На покрытой инеем земле валялись сорванные взрывами боезапаса башни, сами подбитые машины замерли вразброс: вероятно, уже горящие, водители до того, как потерять сознание, правили наугад, куда попало. Краска на бортах вздулась пузырями и кое-где осыпалась, обнажив серую сталь, броневики стояли накренившись на обгоревших до дисков колесах. Да, теперь не нужно было никаких взяток, чтобы списать их в металлолом!
Остальные стояли целехонькие, только люки были распахнуты настежь, крышки башен откинуты, как бы для того, чтобы показать, что внутри никого нет. Вокруг валялись обрывки бумаг, окровавленные бинты, обгоревшая одежда. Скоро наступит зима, покроет все это снегом, а к весне следы побоища сгниют, перетлеют, и снова здесь будет пустынно и чисто, разве что забредший турист найдет пару проржавевших гильз.
Только один из тех десяти броневиков, на которые мы с Мгером поставили мины с радиовзрывателями, пострадал от огня. Я приказал капитану отвести своих людей метров на двести, снял мины и сложил их в специально привезенный чемоданчик. Теперь они были не нужны, ударный отряд дошел до конечной точки своего маршрута. Собственно говоря, именно для того, чтобы выполнить эту нехитрую процедуру, я и прилетел сюда на «вертушке» инструкция требовала… как бы это поделикатнее выразиться, обеспечить секретность особенностей использования аппаратуры подобного рода. Если бы не этот 'секрет Полишинеля', я вполне мог бы не тащиться сюда, а поручить снять мины тому же капитану.
Антон исчез. Позже, из допросов захваченных командиров ударного отряда я узнал, что когда главари после моего бегства обсуждали сложившуюся ситуацию, именно он убедил их, что не все потеряно, и настоял на том, чтобы броневики направились через труднопроходимый перевал. Сказалась-таки авантюристская жилка его характера, которую я принимал во внимание, ставя возле условного обозначения перевала на дисплее два вопросительных знака!

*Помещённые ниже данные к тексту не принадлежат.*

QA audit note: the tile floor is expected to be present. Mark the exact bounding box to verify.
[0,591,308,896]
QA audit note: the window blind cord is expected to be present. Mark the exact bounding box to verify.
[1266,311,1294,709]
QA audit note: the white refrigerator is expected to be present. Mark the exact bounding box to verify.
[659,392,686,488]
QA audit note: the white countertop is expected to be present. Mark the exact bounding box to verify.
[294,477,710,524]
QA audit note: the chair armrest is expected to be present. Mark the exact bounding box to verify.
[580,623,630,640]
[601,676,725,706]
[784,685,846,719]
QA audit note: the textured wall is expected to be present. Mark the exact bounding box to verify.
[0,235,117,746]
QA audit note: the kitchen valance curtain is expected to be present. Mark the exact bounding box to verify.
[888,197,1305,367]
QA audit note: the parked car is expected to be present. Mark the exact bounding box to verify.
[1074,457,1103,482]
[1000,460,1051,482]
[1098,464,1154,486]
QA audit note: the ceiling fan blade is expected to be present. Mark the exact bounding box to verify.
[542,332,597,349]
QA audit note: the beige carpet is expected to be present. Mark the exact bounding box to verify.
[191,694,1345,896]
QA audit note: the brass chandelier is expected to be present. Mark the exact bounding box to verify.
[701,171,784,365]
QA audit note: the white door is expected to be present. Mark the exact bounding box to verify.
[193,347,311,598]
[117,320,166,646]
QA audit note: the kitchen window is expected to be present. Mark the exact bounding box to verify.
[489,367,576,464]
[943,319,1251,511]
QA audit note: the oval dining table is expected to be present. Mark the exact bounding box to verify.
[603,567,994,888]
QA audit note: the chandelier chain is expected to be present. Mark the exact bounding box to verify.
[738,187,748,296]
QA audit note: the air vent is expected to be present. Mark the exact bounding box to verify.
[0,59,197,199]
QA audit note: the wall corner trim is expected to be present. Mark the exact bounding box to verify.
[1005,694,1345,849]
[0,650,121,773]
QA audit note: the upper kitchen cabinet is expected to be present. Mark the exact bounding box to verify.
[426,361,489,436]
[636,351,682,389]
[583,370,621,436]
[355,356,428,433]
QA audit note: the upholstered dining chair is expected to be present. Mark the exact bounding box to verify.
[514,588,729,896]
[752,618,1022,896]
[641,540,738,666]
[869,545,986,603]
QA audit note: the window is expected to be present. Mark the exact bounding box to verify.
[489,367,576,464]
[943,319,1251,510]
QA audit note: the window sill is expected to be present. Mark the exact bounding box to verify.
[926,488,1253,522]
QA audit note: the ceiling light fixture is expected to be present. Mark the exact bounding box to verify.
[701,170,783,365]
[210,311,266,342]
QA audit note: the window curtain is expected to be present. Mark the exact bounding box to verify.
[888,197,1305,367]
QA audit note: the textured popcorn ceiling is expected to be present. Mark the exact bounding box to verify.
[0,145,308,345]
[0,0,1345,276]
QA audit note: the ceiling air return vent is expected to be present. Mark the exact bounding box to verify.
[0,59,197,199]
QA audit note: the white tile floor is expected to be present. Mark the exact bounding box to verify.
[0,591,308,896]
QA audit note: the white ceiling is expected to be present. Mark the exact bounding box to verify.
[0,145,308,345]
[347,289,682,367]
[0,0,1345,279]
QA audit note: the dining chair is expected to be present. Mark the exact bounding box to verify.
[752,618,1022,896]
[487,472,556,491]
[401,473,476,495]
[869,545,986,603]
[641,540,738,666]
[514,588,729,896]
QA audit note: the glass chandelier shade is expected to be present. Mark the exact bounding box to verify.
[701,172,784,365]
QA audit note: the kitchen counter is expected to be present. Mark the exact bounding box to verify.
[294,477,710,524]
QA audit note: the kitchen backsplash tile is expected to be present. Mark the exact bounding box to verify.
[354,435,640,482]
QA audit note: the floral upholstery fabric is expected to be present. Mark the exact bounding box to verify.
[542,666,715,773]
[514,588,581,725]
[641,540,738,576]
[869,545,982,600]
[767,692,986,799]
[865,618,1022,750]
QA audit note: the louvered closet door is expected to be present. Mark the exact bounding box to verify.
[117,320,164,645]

Я был уверен, что как только до руководства Организации дойдет весть о моем «дезертирстве», они сразу же возобновят контроль за моим компьютером в «мустанге», если только они вообще когда-нибудь этот контроль снимали. И вот, узнав из моего разговора с Гришей по радиотелефону, когда я стоял в густых зарослях под бдительным оком коршуна, что на пути к Армавиру их будет ждать засада, увидев мои два вопросительных знака, Антон по-суворовски решил пройти там, где пройти было как будто невозможно…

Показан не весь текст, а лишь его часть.